Direct the bar to your chest—not behind the head—to preserve shoulder integrity in lat pulldowns, securing legs under pads for anchored stability. Execute full range sans jerking to spare elbows and lats from strain. Prime with light rows for warm activation.
💪 Working Muscles
Primary: Latissimus Dorsi (shoulder adduction and extension for downward pull); Secondary: Biceps Brachii (elbow flexion assistance); Rhomboids (scapular retraction); Trapezius (upper fibers for shoulder stabilization)

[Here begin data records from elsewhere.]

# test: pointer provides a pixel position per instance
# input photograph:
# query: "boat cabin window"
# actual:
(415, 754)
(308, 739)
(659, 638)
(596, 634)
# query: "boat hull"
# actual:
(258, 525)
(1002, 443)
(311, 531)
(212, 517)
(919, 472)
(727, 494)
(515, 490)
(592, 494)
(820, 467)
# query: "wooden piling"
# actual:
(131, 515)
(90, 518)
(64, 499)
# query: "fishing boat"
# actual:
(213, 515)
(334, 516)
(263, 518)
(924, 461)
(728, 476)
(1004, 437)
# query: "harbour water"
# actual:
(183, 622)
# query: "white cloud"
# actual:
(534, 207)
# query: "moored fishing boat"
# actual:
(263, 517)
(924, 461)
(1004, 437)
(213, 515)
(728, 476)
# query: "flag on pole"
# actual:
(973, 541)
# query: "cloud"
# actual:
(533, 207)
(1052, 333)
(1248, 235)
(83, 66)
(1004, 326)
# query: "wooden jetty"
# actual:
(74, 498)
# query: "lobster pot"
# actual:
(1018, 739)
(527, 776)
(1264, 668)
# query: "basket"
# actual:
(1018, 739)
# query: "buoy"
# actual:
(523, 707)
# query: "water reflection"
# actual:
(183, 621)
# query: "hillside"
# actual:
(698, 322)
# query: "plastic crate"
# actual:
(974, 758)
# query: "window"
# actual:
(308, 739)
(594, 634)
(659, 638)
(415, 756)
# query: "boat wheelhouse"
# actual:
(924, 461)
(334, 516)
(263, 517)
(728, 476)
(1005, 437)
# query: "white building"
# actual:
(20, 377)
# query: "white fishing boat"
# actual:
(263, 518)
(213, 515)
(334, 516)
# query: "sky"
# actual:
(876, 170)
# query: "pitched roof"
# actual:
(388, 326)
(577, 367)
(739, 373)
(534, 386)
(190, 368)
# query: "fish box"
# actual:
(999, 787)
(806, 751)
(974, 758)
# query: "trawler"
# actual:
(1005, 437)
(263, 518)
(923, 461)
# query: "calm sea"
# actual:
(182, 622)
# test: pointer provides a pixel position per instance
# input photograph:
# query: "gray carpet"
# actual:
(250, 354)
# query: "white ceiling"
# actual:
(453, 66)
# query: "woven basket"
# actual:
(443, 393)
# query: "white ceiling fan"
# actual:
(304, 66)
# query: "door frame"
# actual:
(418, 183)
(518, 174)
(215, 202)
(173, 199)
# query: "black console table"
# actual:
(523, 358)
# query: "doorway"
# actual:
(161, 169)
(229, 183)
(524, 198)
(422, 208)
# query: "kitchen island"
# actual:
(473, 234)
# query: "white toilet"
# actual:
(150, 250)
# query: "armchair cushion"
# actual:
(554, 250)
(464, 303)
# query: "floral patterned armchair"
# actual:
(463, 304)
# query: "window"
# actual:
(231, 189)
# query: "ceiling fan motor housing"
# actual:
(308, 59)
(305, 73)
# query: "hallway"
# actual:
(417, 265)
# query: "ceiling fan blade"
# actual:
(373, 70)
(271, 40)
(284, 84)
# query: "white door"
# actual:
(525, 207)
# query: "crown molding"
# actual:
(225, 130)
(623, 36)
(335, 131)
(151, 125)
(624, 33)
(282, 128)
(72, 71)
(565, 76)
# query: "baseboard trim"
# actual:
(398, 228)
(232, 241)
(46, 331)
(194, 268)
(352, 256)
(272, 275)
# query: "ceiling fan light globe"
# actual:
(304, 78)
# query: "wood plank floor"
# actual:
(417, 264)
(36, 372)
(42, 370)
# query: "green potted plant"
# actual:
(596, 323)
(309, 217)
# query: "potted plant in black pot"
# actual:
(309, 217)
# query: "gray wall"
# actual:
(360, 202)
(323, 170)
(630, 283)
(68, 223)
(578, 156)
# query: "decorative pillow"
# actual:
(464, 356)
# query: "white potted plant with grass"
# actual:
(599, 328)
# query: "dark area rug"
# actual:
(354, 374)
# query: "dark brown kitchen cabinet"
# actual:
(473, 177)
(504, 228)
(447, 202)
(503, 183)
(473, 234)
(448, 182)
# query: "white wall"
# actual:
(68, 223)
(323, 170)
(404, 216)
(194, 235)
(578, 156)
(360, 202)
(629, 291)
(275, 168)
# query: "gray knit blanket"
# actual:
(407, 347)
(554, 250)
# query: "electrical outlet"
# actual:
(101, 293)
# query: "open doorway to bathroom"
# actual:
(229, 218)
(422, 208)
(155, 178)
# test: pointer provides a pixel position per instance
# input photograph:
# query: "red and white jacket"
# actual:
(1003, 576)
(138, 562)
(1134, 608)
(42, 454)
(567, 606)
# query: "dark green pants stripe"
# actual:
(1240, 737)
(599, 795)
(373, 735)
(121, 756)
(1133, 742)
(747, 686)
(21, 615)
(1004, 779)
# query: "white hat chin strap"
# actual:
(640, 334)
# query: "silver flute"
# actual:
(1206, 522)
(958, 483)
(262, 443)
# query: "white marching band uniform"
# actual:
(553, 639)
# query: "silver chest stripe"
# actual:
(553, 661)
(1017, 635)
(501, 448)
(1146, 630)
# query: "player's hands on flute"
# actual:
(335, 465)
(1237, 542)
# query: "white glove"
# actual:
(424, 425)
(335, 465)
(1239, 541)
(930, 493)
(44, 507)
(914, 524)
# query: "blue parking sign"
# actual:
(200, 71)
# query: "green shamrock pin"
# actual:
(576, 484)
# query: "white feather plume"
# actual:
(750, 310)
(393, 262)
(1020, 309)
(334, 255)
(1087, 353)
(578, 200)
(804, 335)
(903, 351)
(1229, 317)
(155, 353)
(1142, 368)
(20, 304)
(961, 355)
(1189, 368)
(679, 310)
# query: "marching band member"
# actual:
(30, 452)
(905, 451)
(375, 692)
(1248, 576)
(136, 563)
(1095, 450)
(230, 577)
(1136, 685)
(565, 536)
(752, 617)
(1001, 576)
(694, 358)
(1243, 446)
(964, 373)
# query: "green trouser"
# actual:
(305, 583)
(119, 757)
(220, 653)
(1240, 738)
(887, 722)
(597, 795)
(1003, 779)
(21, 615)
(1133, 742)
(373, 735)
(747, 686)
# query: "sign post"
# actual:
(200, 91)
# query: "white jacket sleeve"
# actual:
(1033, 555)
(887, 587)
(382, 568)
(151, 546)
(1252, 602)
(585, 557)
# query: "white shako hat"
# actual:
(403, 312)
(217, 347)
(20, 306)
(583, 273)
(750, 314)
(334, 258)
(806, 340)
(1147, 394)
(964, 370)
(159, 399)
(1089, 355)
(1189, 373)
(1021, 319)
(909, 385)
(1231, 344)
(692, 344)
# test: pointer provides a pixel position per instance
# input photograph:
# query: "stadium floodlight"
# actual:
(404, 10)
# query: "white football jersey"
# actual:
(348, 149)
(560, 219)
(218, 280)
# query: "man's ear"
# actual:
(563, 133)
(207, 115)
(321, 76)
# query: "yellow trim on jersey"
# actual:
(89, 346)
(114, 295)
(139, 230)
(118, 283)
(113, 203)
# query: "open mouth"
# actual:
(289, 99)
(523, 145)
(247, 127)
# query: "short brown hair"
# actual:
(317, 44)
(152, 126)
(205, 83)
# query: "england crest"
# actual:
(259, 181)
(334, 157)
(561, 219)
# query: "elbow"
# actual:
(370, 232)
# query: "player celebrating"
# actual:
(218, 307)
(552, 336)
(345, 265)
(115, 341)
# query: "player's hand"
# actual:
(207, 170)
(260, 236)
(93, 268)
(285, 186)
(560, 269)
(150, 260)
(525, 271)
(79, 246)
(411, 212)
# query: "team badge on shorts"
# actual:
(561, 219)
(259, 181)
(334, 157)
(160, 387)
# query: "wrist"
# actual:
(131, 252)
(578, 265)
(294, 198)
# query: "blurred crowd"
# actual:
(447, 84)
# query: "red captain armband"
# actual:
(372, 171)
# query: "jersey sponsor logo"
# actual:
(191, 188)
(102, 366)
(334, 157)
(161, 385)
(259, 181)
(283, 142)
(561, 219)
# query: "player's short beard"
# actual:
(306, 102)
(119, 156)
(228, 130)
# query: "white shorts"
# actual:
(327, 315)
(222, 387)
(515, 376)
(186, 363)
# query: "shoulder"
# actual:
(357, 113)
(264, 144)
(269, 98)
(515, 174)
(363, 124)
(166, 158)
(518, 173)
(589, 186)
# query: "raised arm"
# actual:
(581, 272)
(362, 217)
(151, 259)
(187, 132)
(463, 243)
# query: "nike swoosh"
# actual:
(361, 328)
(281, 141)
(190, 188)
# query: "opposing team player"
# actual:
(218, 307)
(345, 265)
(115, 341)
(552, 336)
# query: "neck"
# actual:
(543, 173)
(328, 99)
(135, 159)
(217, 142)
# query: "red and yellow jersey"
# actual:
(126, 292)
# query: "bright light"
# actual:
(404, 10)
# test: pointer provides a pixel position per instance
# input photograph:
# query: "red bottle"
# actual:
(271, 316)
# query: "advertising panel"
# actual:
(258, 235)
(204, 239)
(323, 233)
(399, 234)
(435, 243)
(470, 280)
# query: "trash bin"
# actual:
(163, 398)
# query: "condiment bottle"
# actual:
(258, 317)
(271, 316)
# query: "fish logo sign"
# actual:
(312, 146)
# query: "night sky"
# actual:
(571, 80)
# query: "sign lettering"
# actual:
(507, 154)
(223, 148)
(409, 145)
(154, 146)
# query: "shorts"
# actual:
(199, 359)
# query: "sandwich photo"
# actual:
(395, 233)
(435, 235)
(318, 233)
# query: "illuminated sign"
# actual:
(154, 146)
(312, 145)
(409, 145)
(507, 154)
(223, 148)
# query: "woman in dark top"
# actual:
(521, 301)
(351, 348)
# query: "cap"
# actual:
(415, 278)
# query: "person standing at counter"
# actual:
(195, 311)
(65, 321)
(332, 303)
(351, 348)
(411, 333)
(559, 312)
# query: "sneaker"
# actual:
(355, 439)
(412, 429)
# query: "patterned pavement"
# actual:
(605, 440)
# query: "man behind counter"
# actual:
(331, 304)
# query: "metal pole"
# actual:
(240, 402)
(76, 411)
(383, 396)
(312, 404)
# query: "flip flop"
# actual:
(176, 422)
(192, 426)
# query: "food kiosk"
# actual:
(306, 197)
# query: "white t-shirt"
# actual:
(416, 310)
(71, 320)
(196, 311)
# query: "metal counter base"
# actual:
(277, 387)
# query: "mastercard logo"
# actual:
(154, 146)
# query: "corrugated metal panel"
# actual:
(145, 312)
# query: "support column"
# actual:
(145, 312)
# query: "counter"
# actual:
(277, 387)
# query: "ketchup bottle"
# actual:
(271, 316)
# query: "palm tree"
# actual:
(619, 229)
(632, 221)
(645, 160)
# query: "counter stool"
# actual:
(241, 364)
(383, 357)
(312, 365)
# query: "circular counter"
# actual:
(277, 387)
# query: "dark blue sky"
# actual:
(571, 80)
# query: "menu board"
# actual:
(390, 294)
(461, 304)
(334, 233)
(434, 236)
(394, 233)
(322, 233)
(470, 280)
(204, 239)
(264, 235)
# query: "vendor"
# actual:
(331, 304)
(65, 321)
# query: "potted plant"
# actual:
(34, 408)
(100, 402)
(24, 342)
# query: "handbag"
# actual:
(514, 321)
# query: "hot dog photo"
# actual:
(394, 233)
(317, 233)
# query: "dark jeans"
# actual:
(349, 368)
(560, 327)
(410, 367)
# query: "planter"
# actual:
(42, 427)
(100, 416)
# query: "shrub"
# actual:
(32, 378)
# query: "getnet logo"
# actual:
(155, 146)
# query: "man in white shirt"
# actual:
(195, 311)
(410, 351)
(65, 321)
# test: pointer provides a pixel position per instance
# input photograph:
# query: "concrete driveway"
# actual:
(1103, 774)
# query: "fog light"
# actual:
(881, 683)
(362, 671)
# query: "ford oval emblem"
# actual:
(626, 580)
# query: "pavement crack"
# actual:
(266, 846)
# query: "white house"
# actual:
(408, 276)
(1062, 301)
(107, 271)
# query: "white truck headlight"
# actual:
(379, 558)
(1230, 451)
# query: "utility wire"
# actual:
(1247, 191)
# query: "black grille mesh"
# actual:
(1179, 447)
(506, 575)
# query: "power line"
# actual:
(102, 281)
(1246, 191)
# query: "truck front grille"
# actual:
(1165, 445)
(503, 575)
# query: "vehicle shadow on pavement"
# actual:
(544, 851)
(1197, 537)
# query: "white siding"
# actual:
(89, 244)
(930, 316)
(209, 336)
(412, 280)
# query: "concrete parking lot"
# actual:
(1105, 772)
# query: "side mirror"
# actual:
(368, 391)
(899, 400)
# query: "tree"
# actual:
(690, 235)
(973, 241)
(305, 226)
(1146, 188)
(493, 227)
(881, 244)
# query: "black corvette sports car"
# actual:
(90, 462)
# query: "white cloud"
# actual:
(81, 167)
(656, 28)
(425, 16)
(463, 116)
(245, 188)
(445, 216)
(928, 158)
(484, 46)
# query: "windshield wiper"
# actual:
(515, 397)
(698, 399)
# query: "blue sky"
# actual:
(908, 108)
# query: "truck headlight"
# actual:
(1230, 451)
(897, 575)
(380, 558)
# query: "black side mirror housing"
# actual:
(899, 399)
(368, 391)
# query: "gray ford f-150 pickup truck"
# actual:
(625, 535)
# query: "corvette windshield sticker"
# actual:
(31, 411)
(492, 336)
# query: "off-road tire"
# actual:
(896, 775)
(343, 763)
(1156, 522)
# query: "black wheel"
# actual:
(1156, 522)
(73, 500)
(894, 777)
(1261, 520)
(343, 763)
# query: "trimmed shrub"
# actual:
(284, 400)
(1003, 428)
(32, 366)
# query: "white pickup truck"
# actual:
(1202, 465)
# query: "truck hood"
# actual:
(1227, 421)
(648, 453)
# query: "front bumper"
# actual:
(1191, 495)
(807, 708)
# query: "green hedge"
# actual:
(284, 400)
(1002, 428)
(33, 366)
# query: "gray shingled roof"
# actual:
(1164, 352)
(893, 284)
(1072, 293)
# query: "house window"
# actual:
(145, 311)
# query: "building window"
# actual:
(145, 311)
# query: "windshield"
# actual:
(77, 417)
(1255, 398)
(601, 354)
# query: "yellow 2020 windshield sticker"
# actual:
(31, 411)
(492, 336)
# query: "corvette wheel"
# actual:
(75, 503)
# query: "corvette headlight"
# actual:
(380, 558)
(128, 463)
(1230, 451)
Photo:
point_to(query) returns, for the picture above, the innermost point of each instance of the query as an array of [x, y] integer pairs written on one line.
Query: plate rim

Equipment Needed: Cable machine, wide bar attachment
Difficulty: Intermediate
✨ Benefits
Lat pulldowns sculpt V-shaped lats sans bodyweight strain, building scapular depression for upright posture in daily life. As a pull-up precursor, they enable controlled progression for novices. They also enhance bicep synergy and overall pulling endurance.
🔥 Burned Calories
Burns Approx. 60-80 kcal per 10 min at moderate intensity
Metabolic Impact: Moderate, suitable for back hypertrophy
Common Mistakes
- Leaning back excessively, using momentum over muscle power.
- Pulling bar behind neck, risking shoulder impingement.
- Not squeezing lats at bottom, missing width-building contraction.